Relatório final de uma força-tarefa federal, obtido por ISTOÉ, revelou que uma quadrilha composta por funcionários do Ministério do Trabalho tem agido em todo o País para fraudar recursos do seguro desemprego
Quadrilhas organizadas por servidores do próprio Ministério do Trabalho montaram um esquema para surrupiar o dinheiro destinado a proteger os trabalhadores desempregados. Foi o que concluiu um pente-fino realizado desde janeiro por uma força-tarefa criada pela pasta. Nos últimos dias, depois de oito meses de trabalho, um relatório foi entregue ao ministro Ronaldo Nogueira. Segundo o documento, mais de 35 mil benefícios haviam sido concedidos de maneira ilegal. Os pagamentos irregulares chegaram a R$ 174,5 milhões. Segundo o ministro, já foi determinado o bloqueio dos proventos, o que gerou uma economia de R$ 541,3 milhões. O golpe, se não identificado, causaria um prejuízo aos cofres públicos de R$ 1 bilhão até o fim deste ano.

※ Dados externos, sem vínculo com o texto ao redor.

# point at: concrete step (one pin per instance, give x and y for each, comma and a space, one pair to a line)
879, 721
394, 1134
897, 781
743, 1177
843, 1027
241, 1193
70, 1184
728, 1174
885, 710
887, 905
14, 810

Funcionários do alto escalão do Ministério, do Sistema Nacional de Emprego (SINE) e trabalhadores terceirizados do órgão são suspeitos de participação nas fraudes e estão na mira da Polícia Federal nos casos que envolvem o maior volume de recursos desviados.
Todos os ocupantes desses cargos chegaram lá por indicação política e, se não estiveram envolvidos nas irregularidades, no mínimo, fizeram vista grossa e deixaram a sangria correr à solta. O dramático, segundo investigadores, é que a omissão ou participação abrange autoridades federais, governadores e prefeitos de todos os partidos.
Loteamento político Os números desse desvio são eloquentes. Os membros da Força Tarefa, e da equipe do ministro, não se atrevem a estimar o volume de recursos que foram desviados ao longo de anos e décadas. A Polícia Federal já tem provas contra dezenas de funcionários públicos e de terceirizados que participam do roubo do dinheiro público que deveria ter sido destinado a trabalhadores desempregados. Mas a esmagadora maioria desses servidores ainda não foi presa nem exonerada para não atrapalhar as investigações. Antes, a PF quer conhecer a extensão das quadrilhas e seus principais cabeças. Pelo esquema, os documentos de liberação dos seguros eram adulterados, com o uso de CPFs falsos de pessoas inexistentes.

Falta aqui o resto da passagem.